# Articles of Association (AOA)
## What is AOA?
AOA stands for Articles of Association. Think of it as the internal rulebook (bye-laws) of the company. While MOA tells the outside world what the company can do, AOA tells the insiders how the company will be managed on a day-to-day basis.
> Section 5 of the Companies Act, 2013 governs AOA.
## General Contents of AOA
A standard AOA typically contains three categories of provisions:
| Category | Description |
|---|---|
| Regulations for management | Rules for conducting board meetings, voting, dividends, share transfer, etc. |
| Prescribed matters | Matters which the Act/Rules specifically require to be included |
| Additional matters | Anything else the company considers necessary for its internal governance |
## Entrenchment Provision in AOA
Entrenchment means making certain articles more difficult to alter than ordinary articles — they need a stricter procedure (e.g., unanimous consent) than a normal special resolution.

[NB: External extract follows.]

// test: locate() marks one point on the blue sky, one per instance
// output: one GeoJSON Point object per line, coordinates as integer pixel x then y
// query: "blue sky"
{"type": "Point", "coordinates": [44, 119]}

### When can entrenchment be introduced?
Entrenchment provisions can be inserted at two stages:
1. At the time of formation of the company, OR
2. By later amendment of the AOA.
### Approval needed for amendment-based entrenchment
| Type of Company | Approval Required |
|---|---|
| Private Company | Consent of ALL members |
| Public Company | Special Resolution (SR) |
### Intimation to ROC
If an existing company introduces or amends an entrenchment provision, it must intimate the Registrar of Companies (ROC) within 30 days.
## Quick Memory Hook
- MOA = Charter (outward looking) | AOA = Bye-laws (inward looking)
- Entrenchment = "locking the door tighter" — Private needs all members, Public needs SR.